At a minimum, you'll want to ensure new sequences have metadata which defines their subtype and date, as filter steps will prune out those without valid values here.
> NOTE: Metadata merging is via `augur merge` and we add a column per input source to indicate the origin of data.
For instance the above example would have a `input_example-data` column with values of `1` for metadata rows which were included in `example_data/gisaid/metadata.tsv` and `0` otherwise.
You can use this for additional filtering commands as needed.
### Run a single H5N1 HA all-time analysis
There is a `test_target` rule which will produce a single H5N1 HA "all-time" tree.

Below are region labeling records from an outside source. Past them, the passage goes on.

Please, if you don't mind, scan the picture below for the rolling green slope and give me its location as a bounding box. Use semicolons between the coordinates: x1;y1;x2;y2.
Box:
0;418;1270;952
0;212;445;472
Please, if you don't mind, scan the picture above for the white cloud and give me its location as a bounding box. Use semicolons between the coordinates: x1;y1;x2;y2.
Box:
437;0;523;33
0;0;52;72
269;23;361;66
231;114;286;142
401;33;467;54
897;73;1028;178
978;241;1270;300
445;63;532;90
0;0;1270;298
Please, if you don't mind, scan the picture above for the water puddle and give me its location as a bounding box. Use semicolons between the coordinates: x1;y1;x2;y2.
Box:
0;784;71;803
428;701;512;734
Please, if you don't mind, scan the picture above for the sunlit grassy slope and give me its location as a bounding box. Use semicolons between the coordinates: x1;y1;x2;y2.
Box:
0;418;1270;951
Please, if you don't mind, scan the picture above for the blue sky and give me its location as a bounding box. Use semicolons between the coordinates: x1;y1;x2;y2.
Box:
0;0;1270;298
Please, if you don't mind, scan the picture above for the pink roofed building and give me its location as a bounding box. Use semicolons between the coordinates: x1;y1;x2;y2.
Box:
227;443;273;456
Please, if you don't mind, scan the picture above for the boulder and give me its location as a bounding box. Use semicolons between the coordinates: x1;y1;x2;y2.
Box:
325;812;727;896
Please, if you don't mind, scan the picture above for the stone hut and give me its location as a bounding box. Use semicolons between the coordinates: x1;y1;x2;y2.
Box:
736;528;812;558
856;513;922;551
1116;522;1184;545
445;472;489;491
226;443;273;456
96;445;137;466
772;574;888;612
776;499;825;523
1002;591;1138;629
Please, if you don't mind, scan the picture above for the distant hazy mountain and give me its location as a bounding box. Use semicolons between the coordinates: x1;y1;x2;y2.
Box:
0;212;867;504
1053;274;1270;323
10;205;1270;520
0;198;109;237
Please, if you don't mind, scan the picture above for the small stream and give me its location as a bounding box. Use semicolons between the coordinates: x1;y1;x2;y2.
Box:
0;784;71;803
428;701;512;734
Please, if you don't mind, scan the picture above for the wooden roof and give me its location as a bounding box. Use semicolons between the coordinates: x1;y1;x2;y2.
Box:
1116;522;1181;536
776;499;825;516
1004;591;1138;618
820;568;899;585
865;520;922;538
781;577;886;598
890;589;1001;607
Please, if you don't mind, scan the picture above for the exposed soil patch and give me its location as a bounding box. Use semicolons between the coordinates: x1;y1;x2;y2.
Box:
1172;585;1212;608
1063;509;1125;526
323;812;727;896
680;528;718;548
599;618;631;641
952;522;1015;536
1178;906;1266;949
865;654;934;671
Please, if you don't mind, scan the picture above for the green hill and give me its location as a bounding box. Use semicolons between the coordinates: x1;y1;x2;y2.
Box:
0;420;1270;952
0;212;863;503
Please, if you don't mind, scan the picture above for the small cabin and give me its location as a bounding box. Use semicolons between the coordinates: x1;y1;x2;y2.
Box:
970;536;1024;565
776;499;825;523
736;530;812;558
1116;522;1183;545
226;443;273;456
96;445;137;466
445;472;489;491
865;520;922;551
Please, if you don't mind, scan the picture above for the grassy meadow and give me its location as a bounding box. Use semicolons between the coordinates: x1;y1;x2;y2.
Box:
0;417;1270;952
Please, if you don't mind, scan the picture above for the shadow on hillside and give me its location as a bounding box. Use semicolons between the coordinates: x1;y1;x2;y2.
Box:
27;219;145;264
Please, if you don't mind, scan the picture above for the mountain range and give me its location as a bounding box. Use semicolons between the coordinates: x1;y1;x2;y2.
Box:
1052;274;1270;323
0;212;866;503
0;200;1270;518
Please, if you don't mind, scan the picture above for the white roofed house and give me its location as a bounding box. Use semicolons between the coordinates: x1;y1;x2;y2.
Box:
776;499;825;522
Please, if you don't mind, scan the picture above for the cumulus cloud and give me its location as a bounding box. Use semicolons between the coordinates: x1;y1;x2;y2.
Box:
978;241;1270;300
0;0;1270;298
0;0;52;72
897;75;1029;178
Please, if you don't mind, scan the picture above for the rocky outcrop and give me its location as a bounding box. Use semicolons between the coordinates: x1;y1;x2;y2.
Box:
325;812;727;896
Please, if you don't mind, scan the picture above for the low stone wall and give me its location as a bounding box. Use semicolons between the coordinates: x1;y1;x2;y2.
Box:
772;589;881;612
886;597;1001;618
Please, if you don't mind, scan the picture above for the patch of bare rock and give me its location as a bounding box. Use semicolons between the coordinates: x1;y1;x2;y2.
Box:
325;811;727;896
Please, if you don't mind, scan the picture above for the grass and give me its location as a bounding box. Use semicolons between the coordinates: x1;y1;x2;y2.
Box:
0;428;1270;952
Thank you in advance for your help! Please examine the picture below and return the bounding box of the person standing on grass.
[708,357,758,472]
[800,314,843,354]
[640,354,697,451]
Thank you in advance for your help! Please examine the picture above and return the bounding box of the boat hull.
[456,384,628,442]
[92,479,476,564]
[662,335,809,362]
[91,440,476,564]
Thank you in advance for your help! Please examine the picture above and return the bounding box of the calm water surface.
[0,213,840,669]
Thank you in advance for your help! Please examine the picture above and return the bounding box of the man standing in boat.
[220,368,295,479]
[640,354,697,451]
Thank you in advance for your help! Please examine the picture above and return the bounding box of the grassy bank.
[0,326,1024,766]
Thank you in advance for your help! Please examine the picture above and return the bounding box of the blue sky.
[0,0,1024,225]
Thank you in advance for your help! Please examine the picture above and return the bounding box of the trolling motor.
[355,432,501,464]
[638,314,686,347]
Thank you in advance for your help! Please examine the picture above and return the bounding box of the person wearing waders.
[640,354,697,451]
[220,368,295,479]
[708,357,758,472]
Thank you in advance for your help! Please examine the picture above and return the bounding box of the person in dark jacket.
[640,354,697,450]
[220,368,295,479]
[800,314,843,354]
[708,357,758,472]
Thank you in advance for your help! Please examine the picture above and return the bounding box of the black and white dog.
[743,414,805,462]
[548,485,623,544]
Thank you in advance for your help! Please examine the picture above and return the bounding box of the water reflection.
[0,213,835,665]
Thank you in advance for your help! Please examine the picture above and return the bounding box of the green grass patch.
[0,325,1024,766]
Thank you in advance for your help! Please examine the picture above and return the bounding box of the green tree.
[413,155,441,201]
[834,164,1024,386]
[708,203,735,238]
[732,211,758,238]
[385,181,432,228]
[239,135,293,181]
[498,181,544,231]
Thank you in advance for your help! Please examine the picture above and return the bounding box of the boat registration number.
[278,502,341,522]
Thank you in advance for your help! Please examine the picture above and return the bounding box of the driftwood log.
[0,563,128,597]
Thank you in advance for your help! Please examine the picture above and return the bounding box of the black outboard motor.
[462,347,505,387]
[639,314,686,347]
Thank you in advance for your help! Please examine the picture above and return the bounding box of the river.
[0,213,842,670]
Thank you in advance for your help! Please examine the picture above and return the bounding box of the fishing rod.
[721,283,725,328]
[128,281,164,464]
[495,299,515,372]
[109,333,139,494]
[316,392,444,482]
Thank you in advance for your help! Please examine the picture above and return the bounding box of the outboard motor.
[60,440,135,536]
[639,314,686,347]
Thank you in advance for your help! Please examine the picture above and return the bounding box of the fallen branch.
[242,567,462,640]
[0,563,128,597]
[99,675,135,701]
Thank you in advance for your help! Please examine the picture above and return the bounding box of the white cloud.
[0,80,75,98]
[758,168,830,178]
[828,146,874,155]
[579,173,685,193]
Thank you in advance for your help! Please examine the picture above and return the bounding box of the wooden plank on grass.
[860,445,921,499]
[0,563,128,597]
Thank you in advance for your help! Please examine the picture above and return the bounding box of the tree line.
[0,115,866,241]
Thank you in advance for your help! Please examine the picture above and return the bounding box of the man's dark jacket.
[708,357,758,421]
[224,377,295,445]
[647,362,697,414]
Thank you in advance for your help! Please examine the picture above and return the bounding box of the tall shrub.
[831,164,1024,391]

You can combine this with the example data (see above) to run a single build using a small number of sequences:
``` bash
snakemake --cores 2 \
--snakefile segment-focused/Snakefile \
--config 'inputs=[{"name": "example", "metadata": "example_data/gisaid/metadata.tsv", "sequences": "example_data/gisaid/sequences_{segment}.fasta"}]' \
-pf test_target
```
### clade labeling
If you'd like to run clade labeling, you will need to install [LABEL](https://wonder.cdc.gov/amd/flu/label/) yourself. This pipeline assumes that LABEL is located in `avian-flu/flu-amd/`, and should work if you install it into the `avian-flu` directory. If you do not need to label clades, then you can delete `rule add_h5_clade`, the function `metadata_by_wildcards`. You will need to make sure that all references to `metadata` in the pipeline are referencing `metadata_subtype_segment`, not `metadata-with-clade_subtype_segment`, which is generated by `rule add_h5_clade` and adds a new column to the metadata file with clade information.